Though maybe not completely heartless...

Can you understand what it is like to despise someone to the depths of your soul, and know you’ll still be forced to call her your wife? To have a child with her?

No! She pushed away the memory of his hoarse voice and bleak eyes. She wasn’t going to have an ounce of sympathy for him. She was not!

I made the deal I had to make to save my country.

Childishly, she covered her ears as she continued to rush down the hall. Things were right and wrong. Black and white. There were no shades or colors between. Only excuses. She wouldn’t let herself feel a whit of sympathy. What he’d done was wrong!

Irene somehow managed to find her way back to her room. The dinner that had seemed so delicious was now churning inside her belly. She took a shower, brushed her teeth and caught a look at her face in the bathroom mirror. Her hand trembled as she set down her toothbrush. She wiped her mouth with the back of her hand. Then froze.

She still felt his kiss there. She touched her lips with her fingertips. She could still feel his mouth on hers, the way he’d claimed them so passionately as his own on that night of fireworks in Italy. She could still feel the way she’d kissed him back, with a lifetime of pent-up loneliness and need. With intoxicating hope.
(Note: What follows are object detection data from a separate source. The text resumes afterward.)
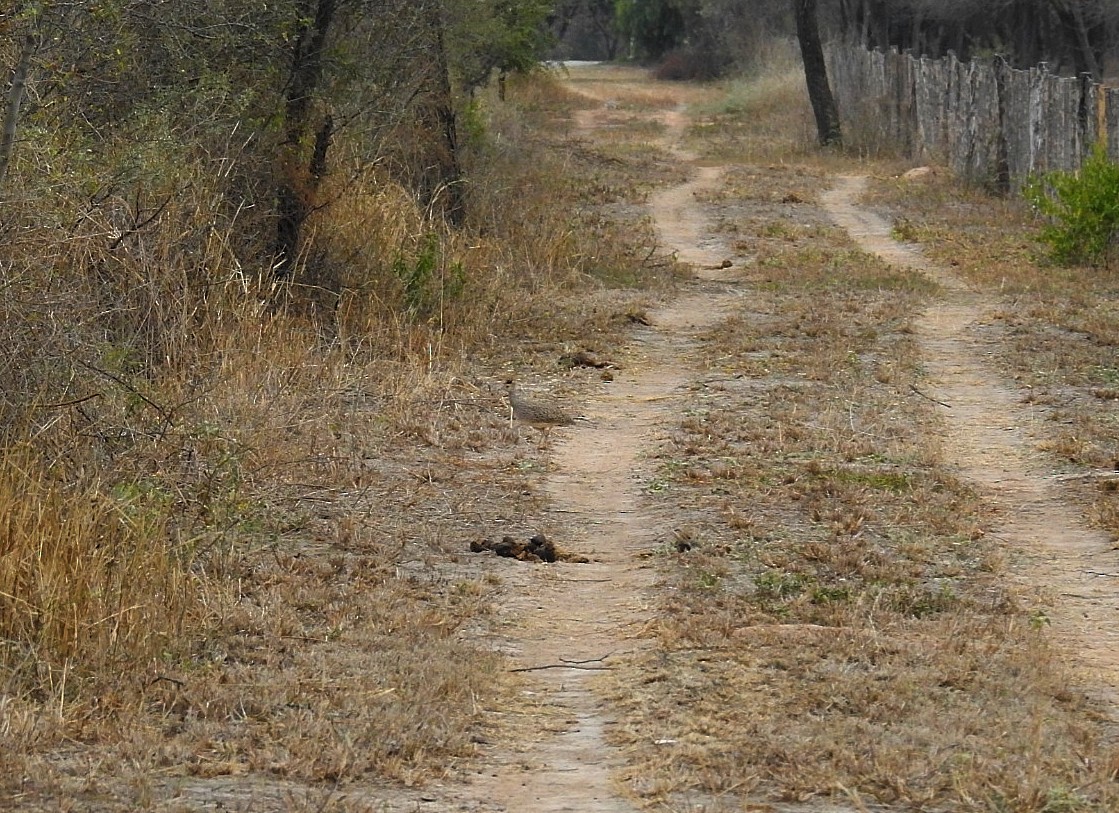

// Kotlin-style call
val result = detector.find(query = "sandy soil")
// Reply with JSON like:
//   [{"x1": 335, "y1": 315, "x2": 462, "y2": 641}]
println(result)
[
  {"x1": 821, "y1": 177, "x2": 1119, "y2": 720},
  {"x1": 452, "y1": 71, "x2": 1119, "y2": 813}
]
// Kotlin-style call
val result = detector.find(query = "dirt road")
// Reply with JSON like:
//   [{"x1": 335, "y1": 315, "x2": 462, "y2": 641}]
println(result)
[{"x1": 449, "y1": 68, "x2": 1119, "y2": 813}]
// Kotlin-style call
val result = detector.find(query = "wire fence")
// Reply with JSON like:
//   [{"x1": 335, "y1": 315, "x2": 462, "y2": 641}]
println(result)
[{"x1": 827, "y1": 44, "x2": 1119, "y2": 192}]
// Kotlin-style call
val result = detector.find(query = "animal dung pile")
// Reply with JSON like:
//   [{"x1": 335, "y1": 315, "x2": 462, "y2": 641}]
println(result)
[{"x1": 470, "y1": 533, "x2": 590, "y2": 565}]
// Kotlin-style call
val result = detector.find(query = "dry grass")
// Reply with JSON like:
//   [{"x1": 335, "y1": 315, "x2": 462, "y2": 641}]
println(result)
[
  {"x1": 599, "y1": 62, "x2": 1119, "y2": 813},
  {"x1": 0, "y1": 68, "x2": 671, "y2": 810},
  {"x1": 873, "y1": 173, "x2": 1119, "y2": 537}
]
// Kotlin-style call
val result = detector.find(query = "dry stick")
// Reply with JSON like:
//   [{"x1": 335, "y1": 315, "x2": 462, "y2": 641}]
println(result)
[
  {"x1": 509, "y1": 651, "x2": 614, "y2": 672},
  {"x1": 910, "y1": 384, "x2": 952, "y2": 409}
]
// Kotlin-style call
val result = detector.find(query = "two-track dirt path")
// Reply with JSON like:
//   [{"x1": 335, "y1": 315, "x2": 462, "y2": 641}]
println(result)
[
  {"x1": 463, "y1": 71, "x2": 736, "y2": 813},
  {"x1": 821, "y1": 177, "x2": 1119, "y2": 721},
  {"x1": 460, "y1": 69, "x2": 1119, "y2": 813}
]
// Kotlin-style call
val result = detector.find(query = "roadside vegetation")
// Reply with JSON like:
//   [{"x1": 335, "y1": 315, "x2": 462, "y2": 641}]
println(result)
[
  {"x1": 599, "y1": 58, "x2": 1119, "y2": 813},
  {"x1": 873, "y1": 176, "x2": 1119, "y2": 539},
  {"x1": 0, "y1": 39, "x2": 671, "y2": 810}
]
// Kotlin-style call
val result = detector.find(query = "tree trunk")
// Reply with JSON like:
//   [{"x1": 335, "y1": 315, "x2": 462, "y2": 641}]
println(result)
[
  {"x1": 792, "y1": 0, "x2": 843, "y2": 146},
  {"x1": 416, "y1": 0, "x2": 466, "y2": 226},
  {"x1": 1066, "y1": 0, "x2": 1102, "y2": 82},
  {"x1": 273, "y1": 0, "x2": 338, "y2": 280},
  {"x1": 0, "y1": 31, "x2": 39, "y2": 194}
]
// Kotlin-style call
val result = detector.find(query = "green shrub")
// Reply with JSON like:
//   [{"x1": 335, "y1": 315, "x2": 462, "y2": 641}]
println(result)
[{"x1": 1023, "y1": 146, "x2": 1119, "y2": 265}]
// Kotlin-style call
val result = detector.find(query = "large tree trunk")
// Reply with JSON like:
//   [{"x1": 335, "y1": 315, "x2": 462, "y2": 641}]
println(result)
[
  {"x1": 792, "y1": 0, "x2": 843, "y2": 146},
  {"x1": 0, "y1": 31, "x2": 39, "y2": 193},
  {"x1": 273, "y1": 0, "x2": 338, "y2": 280}
]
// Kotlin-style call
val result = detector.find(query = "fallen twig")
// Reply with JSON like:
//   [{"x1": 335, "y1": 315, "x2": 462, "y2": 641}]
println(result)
[
  {"x1": 910, "y1": 384, "x2": 952, "y2": 409},
  {"x1": 509, "y1": 652, "x2": 614, "y2": 672}
]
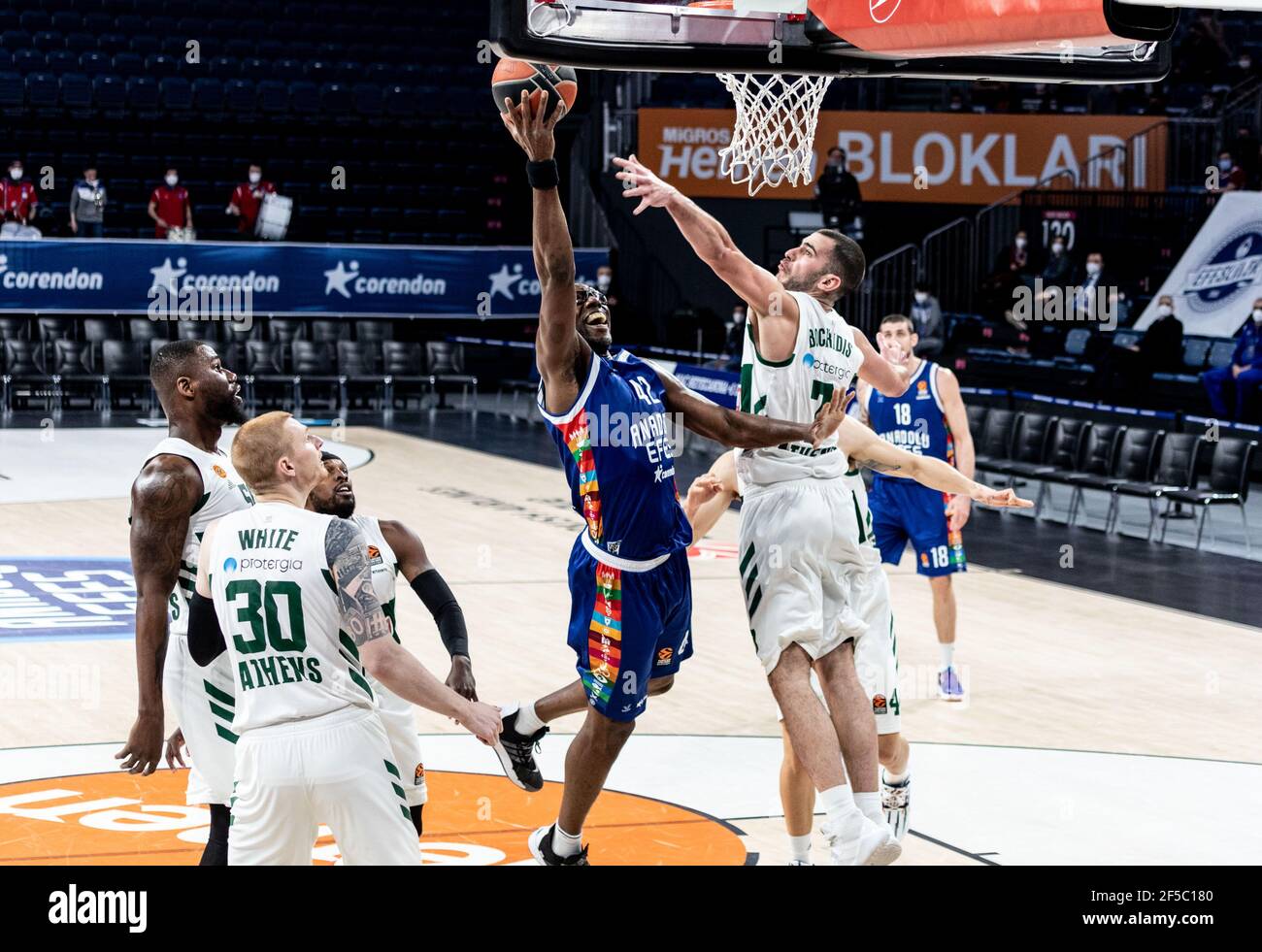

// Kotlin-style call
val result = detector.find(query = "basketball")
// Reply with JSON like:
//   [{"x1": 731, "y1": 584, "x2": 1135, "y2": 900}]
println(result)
[{"x1": 491, "y1": 59, "x2": 578, "y2": 118}]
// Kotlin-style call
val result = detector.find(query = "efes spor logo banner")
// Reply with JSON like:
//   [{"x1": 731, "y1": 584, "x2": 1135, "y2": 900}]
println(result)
[
  {"x1": 0, "y1": 240, "x2": 610, "y2": 317},
  {"x1": 1135, "y1": 191, "x2": 1262, "y2": 337},
  {"x1": 636, "y1": 109, "x2": 1166, "y2": 204},
  {"x1": 0, "y1": 556, "x2": 136, "y2": 644}
]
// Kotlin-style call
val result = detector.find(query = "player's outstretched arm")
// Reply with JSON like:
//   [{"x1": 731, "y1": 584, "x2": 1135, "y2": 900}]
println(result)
[
  {"x1": 837, "y1": 417, "x2": 1034, "y2": 509},
  {"x1": 324, "y1": 519, "x2": 501, "y2": 744},
  {"x1": 502, "y1": 91, "x2": 590, "y2": 412},
  {"x1": 854, "y1": 328, "x2": 912, "y2": 397},
  {"x1": 380, "y1": 519, "x2": 477, "y2": 701},
  {"x1": 656, "y1": 367, "x2": 846, "y2": 450},
  {"x1": 614, "y1": 154, "x2": 798, "y2": 333},
  {"x1": 684, "y1": 450, "x2": 737, "y2": 543},
  {"x1": 186, "y1": 519, "x2": 228, "y2": 666},
  {"x1": 115, "y1": 454, "x2": 202, "y2": 776}
]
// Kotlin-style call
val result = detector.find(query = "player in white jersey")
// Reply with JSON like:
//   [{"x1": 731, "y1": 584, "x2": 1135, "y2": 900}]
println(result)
[
  {"x1": 684, "y1": 418, "x2": 1031, "y2": 865},
  {"x1": 116, "y1": 341, "x2": 253, "y2": 865},
  {"x1": 188, "y1": 412, "x2": 500, "y2": 865},
  {"x1": 307, "y1": 450, "x2": 477, "y2": 835},
  {"x1": 614, "y1": 155, "x2": 906, "y2": 865}
]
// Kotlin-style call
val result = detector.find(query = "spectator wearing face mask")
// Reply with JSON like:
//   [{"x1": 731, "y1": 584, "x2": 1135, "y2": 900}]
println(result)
[
  {"x1": 909, "y1": 281, "x2": 943, "y2": 359},
  {"x1": 1074, "y1": 251, "x2": 1126, "y2": 323},
  {"x1": 1200, "y1": 298, "x2": 1262, "y2": 421},
  {"x1": 1101, "y1": 294, "x2": 1182, "y2": 399},
  {"x1": 149, "y1": 169, "x2": 193, "y2": 239},
  {"x1": 1218, "y1": 148, "x2": 1246, "y2": 191},
  {"x1": 226, "y1": 163, "x2": 277, "y2": 240},
  {"x1": 0, "y1": 159, "x2": 39, "y2": 224},
  {"x1": 1227, "y1": 49, "x2": 1258, "y2": 85},
  {"x1": 1039, "y1": 237, "x2": 1074, "y2": 290},
  {"x1": 71, "y1": 167, "x2": 106, "y2": 239}
]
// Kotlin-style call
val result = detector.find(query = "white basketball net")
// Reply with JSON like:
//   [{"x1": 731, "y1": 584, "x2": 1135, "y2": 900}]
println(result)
[{"x1": 718, "y1": 73, "x2": 833, "y2": 195}]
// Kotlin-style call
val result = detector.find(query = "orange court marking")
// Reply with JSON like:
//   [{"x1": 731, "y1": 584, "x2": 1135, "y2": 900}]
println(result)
[{"x1": 0, "y1": 770, "x2": 746, "y2": 867}]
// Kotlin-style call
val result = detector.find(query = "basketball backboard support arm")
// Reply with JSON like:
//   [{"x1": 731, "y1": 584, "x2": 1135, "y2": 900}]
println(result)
[{"x1": 491, "y1": 0, "x2": 1177, "y2": 84}]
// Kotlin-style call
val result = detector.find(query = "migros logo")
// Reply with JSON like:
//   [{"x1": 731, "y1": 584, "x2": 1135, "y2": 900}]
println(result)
[{"x1": 0, "y1": 751, "x2": 746, "y2": 867}]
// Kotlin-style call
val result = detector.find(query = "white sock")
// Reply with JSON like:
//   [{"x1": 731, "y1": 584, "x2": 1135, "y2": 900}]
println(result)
[
  {"x1": 552, "y1": 823, "x2": 583, "y2": 856},
  {"x1": 854, "y1": 793, "x2": 884, "y2": 823},
  {"x1": 819, "y1": 783, "x2": 863, "y2": 837},
  {"x1": 516, "y1": 701, "x2": 545, "y2": 736},
  {"x1": 789, "y1": 834, "x2": 811, "y2": 863}
]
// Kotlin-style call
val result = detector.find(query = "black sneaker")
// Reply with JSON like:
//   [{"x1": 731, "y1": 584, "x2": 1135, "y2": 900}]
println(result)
[
  {"x1": 526, "y1": 823, "x2": 592, "y2": 867},
  {"x1": 495, "y1": 708, "x2": 548, "y2": 793}
]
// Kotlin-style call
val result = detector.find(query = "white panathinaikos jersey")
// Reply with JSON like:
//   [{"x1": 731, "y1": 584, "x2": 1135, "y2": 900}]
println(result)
[
  {"x1": 146, "y1": 437, "x2": 253, "y2": 635},
  {"x1": 736, "y1": 291, "x2": 863, "y2": 494},
  {"x1": 350, "y1": 515, "x2": 399, "y2": 640},
  {"x1": 202, "y1": 502, "x2": 376, "y2": 734}
]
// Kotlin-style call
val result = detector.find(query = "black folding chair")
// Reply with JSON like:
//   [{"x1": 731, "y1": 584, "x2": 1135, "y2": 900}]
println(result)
[{"x1": 1161, "y1": 437, "x2": 1258, "y2": 555}]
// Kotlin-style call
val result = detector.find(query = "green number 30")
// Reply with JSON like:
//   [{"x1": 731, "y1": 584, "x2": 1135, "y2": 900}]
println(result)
[{"x1": 223, "y1": 578, "x2": 307, "y2": 654}]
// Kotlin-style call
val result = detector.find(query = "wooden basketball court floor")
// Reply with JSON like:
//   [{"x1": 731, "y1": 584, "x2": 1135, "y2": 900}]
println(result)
[{"x1": 0, "y1": 426, "x2": 1262, "y2": 865}]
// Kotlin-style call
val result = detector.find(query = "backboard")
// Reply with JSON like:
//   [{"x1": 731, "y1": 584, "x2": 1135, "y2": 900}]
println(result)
[{"x1": 491, "y1": 0, "x2": 1178, "y2": 83}]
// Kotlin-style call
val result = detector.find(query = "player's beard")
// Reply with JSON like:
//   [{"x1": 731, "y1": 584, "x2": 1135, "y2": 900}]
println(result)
[{"x1": 207, "y1": 391, "x2": 249, "y2": 426}]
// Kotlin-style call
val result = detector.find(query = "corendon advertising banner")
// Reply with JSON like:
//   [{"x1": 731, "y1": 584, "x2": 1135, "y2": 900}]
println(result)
[{"x1": 636, "y1": 109, "x2": 1166, "y2": 204}]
Irene dropped her hand. She couldn’t think about that now. Glancing out her window, toward the moonswept Persian Gulf beyond the palace, she swallowed over the lump in her throat. Whatever it had been between them—a lie? a dream?—it was definitely over.

Climbing into her bed in the huge room, Irene pulled the luxurious sheets up to her chin. What would Dorothy have told her to do? She’d have said that Irene shouldn’t sell her integrity, not for any price. She squeezed her eyes shut. She’d couldn’t remain in Makhtar, under the same roof with him. Not now. She’d take the first commercial flight out of Makhtar City tomorrow morning, back to...

Her eyes flew open.

To where?

To her hometown in southern Colorado, to join her mother, drunk and bitter, and her sister, growing old before her time? She’d give up her newfound joy at the thought that she could take care of them?

Irene took a deep breath. No way.

She wasn’t going anywhere. She’d stay here the rest of November, then December and January and part of February. She could do it. She had to do it. So the answer was simple.

She wouldn’t be even slightly attracted to her dangerous, sexy, all-but-engaged boss. She’d look into Sharif’s face and be cold, cold, cold all the way to her heart...

She thought again of his handsome face, his dark, bleak eyes.

Can you understand what it is like to despise someone to the depths of your soul...

She wasn’t going to feel an ounce of sympathy. Why should she, for a man who had everything in the world, who was handsome, rich and powerful, the ruler of a wealthy Persian Gulf nation? The man had everything!

Except love. Or even hope of love, until the day he died...

Exhaling, Irene turned on her other side, squeezing her eyes shut. She would stay here and work, but nothing more. She wasn’t going to think of him for another moment, except as anything but her boss. She wouldn’t... She vowed, yawning. Wouldn’t...

Except she saw Sharif standing in the moonlight on the edge of Lake Como, dressed all in black.

What are you doing here? she choked out. He was the last person she’d expected to see.

He turned. The silvery light frosted the edge of his dark hair, illuminating his black eyes.

Don’t you know? he said softly, coming toward her. She shook her head. He pulled her into his arms, brushing back tendrils of her hair. His expression was different than she’d ever seen before. He looked tender, hopeful, yearning as he searched her gaze.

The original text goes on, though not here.